The scheme to use cryptocurrency - a digital currency that can provide various levels of anonymity - to finance extremist groups was initially uncovered by a team within the French Economy Ministry, called Tracfin, that traces fiscal fraud, money laundering and terror financing.
Since 2013, the main method of financing jihadis had been via cash sent to people in countries neighboring Syria. That evolved into a more sophisticated, less visible system as surveillance tightened.
France opened an investigation in January when Tracfin detected a sophisticated network of funds transfers to French jihadis remaining in Syria, the statement said.
The prosecutor’s office said that dozens of people in France constantly and anonymously bought cryptocurrency coupons worth 10 to 150 euros ($11 to $165).

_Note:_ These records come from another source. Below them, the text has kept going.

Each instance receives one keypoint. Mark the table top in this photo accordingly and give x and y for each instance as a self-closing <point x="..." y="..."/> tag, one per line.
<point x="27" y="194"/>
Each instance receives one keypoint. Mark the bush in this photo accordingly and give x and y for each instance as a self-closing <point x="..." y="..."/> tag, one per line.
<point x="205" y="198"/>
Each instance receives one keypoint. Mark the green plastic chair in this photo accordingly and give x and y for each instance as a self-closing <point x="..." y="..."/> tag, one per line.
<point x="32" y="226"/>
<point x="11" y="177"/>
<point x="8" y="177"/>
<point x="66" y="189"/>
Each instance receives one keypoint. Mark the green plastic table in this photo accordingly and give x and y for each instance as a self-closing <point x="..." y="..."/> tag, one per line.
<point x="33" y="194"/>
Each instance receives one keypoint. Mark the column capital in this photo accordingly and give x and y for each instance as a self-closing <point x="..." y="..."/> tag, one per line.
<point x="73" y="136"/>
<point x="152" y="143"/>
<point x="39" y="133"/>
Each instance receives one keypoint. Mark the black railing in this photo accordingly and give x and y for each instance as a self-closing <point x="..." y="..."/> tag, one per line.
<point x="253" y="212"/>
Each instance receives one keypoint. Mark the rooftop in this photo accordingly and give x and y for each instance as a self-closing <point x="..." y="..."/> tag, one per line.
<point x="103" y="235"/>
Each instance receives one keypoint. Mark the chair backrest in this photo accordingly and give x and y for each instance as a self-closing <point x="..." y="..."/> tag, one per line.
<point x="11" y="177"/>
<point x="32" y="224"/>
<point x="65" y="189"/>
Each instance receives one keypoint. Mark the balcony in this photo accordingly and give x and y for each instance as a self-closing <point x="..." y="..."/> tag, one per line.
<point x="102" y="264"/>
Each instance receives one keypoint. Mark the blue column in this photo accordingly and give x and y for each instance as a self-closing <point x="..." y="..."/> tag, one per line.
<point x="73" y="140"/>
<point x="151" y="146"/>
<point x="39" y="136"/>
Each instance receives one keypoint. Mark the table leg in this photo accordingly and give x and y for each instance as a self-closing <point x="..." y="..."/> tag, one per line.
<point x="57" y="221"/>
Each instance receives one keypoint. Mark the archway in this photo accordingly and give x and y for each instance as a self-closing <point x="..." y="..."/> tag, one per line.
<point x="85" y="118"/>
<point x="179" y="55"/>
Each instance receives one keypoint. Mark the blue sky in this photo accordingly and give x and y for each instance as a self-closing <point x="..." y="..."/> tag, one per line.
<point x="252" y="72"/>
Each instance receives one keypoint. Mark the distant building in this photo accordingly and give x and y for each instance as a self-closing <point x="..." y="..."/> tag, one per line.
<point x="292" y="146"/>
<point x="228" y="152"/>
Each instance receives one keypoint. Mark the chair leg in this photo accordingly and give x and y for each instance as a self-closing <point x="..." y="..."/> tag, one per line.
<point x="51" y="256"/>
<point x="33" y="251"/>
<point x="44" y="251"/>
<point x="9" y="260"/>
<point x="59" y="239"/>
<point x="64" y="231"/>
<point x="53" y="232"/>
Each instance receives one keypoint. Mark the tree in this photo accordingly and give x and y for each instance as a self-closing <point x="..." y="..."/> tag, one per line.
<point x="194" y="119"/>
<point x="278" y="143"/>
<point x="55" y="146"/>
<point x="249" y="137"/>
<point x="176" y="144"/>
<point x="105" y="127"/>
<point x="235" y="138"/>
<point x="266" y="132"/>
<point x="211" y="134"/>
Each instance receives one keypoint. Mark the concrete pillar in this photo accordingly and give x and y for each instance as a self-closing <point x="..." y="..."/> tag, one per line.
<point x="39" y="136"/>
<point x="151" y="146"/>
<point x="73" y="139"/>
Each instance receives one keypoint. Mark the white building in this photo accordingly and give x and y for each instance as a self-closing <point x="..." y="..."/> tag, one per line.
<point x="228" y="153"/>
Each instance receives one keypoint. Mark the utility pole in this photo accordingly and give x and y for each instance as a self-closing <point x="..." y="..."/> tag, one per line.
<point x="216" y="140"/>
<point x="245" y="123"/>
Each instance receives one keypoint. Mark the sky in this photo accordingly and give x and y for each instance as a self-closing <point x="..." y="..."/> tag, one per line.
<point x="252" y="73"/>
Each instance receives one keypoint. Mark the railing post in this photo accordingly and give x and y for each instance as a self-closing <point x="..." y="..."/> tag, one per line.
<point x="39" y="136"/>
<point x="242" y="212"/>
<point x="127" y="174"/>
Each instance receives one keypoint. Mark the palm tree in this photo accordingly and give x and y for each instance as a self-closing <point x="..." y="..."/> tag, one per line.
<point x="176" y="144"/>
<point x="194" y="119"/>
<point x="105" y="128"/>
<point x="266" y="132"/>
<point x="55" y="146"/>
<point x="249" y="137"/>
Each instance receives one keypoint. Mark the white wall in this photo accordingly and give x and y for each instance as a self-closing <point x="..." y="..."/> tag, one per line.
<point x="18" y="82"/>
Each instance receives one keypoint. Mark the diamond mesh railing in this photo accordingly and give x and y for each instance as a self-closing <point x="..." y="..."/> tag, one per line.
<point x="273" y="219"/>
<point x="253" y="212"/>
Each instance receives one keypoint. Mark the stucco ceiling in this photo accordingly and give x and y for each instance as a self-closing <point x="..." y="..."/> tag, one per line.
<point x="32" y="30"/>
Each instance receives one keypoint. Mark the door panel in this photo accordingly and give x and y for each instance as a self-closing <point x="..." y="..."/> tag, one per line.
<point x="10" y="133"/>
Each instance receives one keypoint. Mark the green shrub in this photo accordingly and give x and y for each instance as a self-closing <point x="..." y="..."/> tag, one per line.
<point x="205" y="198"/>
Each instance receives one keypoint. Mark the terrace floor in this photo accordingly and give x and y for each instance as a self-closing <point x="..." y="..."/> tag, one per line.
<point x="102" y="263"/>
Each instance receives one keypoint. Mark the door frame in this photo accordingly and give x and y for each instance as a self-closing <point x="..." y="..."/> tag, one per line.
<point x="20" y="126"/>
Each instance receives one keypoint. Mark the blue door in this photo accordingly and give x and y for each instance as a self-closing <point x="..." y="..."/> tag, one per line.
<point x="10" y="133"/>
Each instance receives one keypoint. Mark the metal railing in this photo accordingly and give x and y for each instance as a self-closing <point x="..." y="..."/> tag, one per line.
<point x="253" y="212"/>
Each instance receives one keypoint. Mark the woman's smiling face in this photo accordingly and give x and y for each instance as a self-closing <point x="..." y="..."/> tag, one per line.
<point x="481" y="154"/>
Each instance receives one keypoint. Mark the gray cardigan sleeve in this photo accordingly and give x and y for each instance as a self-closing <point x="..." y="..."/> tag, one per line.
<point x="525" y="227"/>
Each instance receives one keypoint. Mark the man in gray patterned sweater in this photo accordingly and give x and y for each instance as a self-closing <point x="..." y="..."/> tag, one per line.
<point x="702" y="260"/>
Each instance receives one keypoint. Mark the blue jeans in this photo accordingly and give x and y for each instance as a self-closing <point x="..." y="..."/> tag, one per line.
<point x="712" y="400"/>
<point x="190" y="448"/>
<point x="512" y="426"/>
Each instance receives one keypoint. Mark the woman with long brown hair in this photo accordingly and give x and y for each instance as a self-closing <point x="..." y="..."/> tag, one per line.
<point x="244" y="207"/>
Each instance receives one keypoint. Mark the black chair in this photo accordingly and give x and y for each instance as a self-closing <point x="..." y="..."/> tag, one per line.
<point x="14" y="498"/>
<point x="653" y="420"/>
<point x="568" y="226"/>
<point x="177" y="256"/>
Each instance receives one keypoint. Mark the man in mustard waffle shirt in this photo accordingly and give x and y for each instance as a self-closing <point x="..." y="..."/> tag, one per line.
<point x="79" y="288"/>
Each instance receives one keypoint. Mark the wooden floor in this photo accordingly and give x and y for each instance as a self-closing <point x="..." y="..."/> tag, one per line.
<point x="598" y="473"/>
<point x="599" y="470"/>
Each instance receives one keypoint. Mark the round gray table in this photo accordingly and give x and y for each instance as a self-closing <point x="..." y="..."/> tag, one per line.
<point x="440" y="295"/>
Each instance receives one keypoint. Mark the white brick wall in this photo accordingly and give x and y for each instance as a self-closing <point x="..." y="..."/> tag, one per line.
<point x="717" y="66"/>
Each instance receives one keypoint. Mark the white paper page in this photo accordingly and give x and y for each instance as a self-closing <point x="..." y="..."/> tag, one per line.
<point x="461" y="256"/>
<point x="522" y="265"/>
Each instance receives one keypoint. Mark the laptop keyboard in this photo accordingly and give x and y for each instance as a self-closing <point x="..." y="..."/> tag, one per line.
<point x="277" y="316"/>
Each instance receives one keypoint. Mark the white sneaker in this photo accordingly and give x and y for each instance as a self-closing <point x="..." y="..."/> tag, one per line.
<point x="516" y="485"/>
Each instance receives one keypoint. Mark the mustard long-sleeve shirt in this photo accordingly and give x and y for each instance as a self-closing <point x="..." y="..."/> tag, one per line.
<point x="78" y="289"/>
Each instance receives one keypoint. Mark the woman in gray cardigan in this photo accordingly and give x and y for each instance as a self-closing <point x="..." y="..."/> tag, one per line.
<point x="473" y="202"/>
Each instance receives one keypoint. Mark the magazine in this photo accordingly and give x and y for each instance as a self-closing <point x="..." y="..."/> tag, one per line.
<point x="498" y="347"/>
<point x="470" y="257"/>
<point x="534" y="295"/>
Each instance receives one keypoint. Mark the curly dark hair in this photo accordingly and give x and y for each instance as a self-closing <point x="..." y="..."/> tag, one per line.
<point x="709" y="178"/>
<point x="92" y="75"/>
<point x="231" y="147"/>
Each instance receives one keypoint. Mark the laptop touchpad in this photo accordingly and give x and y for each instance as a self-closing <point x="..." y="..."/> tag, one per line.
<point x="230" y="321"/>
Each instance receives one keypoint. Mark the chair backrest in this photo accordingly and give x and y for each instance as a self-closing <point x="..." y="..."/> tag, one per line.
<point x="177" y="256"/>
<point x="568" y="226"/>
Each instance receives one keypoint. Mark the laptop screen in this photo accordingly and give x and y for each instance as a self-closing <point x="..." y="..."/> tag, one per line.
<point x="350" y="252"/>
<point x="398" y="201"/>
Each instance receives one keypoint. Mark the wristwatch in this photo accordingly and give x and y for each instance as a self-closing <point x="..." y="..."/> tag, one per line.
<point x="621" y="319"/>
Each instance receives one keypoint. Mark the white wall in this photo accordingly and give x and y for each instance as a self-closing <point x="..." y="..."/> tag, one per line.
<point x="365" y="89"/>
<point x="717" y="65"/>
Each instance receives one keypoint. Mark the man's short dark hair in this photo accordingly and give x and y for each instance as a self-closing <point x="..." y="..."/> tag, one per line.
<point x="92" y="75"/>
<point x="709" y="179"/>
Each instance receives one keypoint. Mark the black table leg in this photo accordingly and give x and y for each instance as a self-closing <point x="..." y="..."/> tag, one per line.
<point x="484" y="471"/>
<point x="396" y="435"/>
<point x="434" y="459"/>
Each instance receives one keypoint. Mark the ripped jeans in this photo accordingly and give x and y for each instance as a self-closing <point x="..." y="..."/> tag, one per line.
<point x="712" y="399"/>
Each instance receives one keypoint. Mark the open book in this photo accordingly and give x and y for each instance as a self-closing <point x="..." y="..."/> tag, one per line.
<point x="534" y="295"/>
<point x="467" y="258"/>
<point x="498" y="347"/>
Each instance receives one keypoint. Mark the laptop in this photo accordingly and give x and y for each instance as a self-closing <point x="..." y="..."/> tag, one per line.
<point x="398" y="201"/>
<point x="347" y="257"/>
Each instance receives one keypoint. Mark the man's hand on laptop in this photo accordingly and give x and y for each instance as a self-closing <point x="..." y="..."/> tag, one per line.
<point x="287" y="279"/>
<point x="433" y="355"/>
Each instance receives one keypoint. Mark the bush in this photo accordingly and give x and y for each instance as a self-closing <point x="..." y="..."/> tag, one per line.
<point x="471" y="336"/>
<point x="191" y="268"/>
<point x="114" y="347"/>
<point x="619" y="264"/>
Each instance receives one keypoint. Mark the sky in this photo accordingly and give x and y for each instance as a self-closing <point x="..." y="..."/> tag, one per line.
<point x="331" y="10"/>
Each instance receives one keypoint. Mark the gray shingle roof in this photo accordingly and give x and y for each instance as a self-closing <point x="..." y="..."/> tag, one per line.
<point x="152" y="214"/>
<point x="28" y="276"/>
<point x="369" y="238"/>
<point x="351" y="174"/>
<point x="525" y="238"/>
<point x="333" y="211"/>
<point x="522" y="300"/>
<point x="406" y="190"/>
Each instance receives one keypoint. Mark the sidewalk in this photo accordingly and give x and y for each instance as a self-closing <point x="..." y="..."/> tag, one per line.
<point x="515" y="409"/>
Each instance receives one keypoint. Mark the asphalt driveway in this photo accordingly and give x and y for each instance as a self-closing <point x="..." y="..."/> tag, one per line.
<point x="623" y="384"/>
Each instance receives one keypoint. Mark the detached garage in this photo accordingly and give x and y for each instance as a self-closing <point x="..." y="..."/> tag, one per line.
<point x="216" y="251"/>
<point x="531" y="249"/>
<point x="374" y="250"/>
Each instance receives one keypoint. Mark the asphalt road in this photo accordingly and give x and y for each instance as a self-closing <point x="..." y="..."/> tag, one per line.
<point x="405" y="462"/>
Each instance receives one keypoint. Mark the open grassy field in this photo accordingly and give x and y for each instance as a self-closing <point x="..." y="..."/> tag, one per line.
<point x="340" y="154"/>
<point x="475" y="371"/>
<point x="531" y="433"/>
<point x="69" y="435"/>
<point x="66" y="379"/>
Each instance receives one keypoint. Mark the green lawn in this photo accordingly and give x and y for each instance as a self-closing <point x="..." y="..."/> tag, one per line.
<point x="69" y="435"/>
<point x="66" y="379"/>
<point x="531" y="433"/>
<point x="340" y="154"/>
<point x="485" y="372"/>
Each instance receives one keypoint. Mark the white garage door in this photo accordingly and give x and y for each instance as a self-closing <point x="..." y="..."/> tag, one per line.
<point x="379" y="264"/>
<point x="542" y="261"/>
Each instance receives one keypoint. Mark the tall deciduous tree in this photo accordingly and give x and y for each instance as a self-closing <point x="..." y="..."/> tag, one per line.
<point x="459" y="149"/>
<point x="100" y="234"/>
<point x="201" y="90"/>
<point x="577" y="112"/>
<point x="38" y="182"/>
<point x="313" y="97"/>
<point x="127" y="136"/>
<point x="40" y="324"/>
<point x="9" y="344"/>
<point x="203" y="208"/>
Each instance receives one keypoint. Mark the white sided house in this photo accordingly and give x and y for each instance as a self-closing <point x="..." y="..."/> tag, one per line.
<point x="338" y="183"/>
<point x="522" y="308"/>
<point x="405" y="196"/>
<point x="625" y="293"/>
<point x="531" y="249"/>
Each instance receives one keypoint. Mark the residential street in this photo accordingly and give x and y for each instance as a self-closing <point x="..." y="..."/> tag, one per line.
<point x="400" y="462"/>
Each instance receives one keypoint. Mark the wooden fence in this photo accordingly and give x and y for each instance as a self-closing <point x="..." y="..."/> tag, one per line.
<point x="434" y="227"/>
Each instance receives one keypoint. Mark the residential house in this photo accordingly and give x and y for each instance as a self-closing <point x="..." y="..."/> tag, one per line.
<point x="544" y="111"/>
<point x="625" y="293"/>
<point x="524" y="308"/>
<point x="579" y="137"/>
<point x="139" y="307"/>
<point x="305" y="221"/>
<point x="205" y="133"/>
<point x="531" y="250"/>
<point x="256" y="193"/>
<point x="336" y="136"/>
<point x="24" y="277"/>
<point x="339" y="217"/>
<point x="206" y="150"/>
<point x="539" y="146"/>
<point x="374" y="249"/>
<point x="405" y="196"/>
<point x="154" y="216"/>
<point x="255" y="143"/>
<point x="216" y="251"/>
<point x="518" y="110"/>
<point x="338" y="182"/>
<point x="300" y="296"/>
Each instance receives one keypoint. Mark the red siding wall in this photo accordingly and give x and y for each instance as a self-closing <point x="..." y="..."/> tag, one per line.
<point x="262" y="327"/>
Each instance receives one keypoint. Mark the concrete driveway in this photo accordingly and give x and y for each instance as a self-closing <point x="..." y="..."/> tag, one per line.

The coupons were credited to accounts opened abroad by jihadis who then converted them into cryptocurrency. Cryptocurrencies can be sold for cash on online exchanges.
Hundreds of thousands of euros are thought to have been supplied via the network, benefiting members of al-Qaida still hiding out in northwest Syria, but also jihadis of the Islamic State group, which has been on the run since its leader Abu Bakr al-Baghdadi, died during a raid by U.S. forces in October 2019.